Not all the time, not every day, but some days and in some circumstances, it's true. In the times when friends look at me sideways for something I believe, or tiptoe around a topic they suspect we won't agree on, or guess my values based on the faith they think they understand, but rarely ask about. In times like those, especially lately, I've felt more and more like a creature—an unidentified praying object—some strange, archaic, incomprehensible thing, always on the outside of popular opinion.


In other words, an alien. In figurative terms. Has anyone out there ever felt the same?

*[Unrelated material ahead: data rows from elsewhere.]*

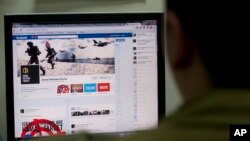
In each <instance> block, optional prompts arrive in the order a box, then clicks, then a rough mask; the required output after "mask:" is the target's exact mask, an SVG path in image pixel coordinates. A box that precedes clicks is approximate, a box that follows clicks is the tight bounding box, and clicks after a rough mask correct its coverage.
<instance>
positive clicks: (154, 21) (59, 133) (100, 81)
mask: <svg viewBox="0 0 250 141" xmlns="http://www.w3.org/2000/svg"><path fill="white" fill-rule="evenodd" d="M12 35H13V36H12V44H13V50H12V51H13V78H14V81H13V85H14V110H15V112H14V113H15V117H14V120H15V137H16V138H31V137H36V136H49V135H55V134H62V135H65V134H75V133H78V132H88V133H113V132H128V131H137V130H147V129H153V128H155V127H156V126H157V124H158V95H157V92H158V91H157V90H158V84H157V83H158V81H157V76H158V74H157V72H158V71H157V51H158V47H157V24H156V21H154V20H150V21H133V22H124V23H89V24H86V23H85V24H54V23H53V24H50V23H47V24H32V23H29V24H27V23H26V24H24V23H15V24H13V25H12Z"/></svg>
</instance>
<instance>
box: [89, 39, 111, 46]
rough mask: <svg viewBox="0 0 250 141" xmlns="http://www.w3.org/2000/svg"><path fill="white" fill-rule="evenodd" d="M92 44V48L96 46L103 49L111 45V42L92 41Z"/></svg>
mask: <svg viewBox="0 0 250 141" xmlns="http://www.w3.org/2000/svg"><path fill="white" fill-rule="evenodd" d="M93 42H94V46H97V47H105V46H107V45H108V44H111V42H102V41H99V42H97V41H96V40H93Z"/></svg>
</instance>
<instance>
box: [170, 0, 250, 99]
mask: <svg viewBox="0 0 250 141" xmlns="http://www.w3.org/2000/svg"><path fill="white" fill-rule="evenodd" d="M166 4H167V38H168V39H167V53H168V57H169V62H170V65H171V68H172V70H173V73H174V76H175V78H176V81H177V83H178V85H179V88H180V90H181V92H182V94H183V96H184V98H186V99H191V98H193V97H195V96H197V95H200V94H202V93H204V92H205V91H206V90H208V89H209V88H211V87H217V88H249V86H250V77H249V72H250V70H249V69H248V68H249V67H247V66H248V62H249V60H250V58H249V57H248V56H249V55H248V54H249V53H248V52H247V50H246V47H248V46H247V43H248V42H247V40H245V39H244V36H242V33H241V32H244V31H245V30H246V27H247V26H245V25H244V21H243V20H244V19H245V18H246V17H244V18H242V15H243V14H244V13H242V11H236V10H234V7H233V6H235V7H237V5H235V4H234V3H232V4H231V3H229V2H227V3H225V2H224V3H222V2H218V1H216V2H212V1H201V0H167V3H166ZM237 10H238V9H237Z"/></svg>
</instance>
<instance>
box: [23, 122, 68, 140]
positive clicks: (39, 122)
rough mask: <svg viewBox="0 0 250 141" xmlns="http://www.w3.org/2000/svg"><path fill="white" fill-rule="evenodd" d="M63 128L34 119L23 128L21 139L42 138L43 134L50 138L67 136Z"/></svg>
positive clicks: (48, 122) (61, 125)
mask: <svg viewBox="0 0 250 141" xmlns="http://www.w3.org/2000/svg"><path fill="white" fill-rule="evenodd" d="M61 128H62V125H61ZM61 128H60V127H59V126H58V125H56V124H55V123H54V122H52V121H50V120H47V119H34V120H33V121H32V122H30V123H29V124H28V125H27V126H26V127H25V128H23V131H22V134H21V138H31V137H41V136H42V135H43V134H47V135H48V136H54V135H66V133H65V132H63V131H62V130H61Z"/></svg>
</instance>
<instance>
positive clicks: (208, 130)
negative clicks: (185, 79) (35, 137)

It's hard not to find it discouraging, especially when it concerns the people we care about. It's hard to sit in a class discussing controversial topics that God takes a stand on when the world doesn't, knowing that defending His commands will probably mean making enemies. It's hard to hear God being mocked, or his followers distorted, while knowing that the friends sitting in the same room will absorb it all, unquestioning, neither hearing nor wanting to hear the other side of the story.


It's hard to feel like an outsider looking in—like the crazy gal in town with that crazy religion that comes with all those crazy ideas and—gasp!—an inflexible moral code.


But wonderfully enough, sitting here in my living room, God has touched me with a reminder that being aliens—outsiders, strangers—is in our job description.


In 1 Peter, a letter to Christians scattered abroad, they are called a "peculiar people," set apart, a possession of God. He exhorts them, as "strangers and pilgrims," to abstain from the ways of the world, to live honourably that through them, the world might see God not in the way they blend in, but in the way they stand out.


We are strangers in this life—in fact, we're called to be. This world is not our home, and out time here is temporary, a sojourn through a foreign land on route to our final destination. Following Jesus has never been about blending in, being agreed with, but about standing up for justice and righteousness in a world that has forgotten what they mean. We are strangers, plain and simple. Pilgrims passing through. And the short time we spend as aliens now is well worth the home that awaits us in glory.


So, yes, I am thankful to be an alien. And I will strive to be the best one I can be.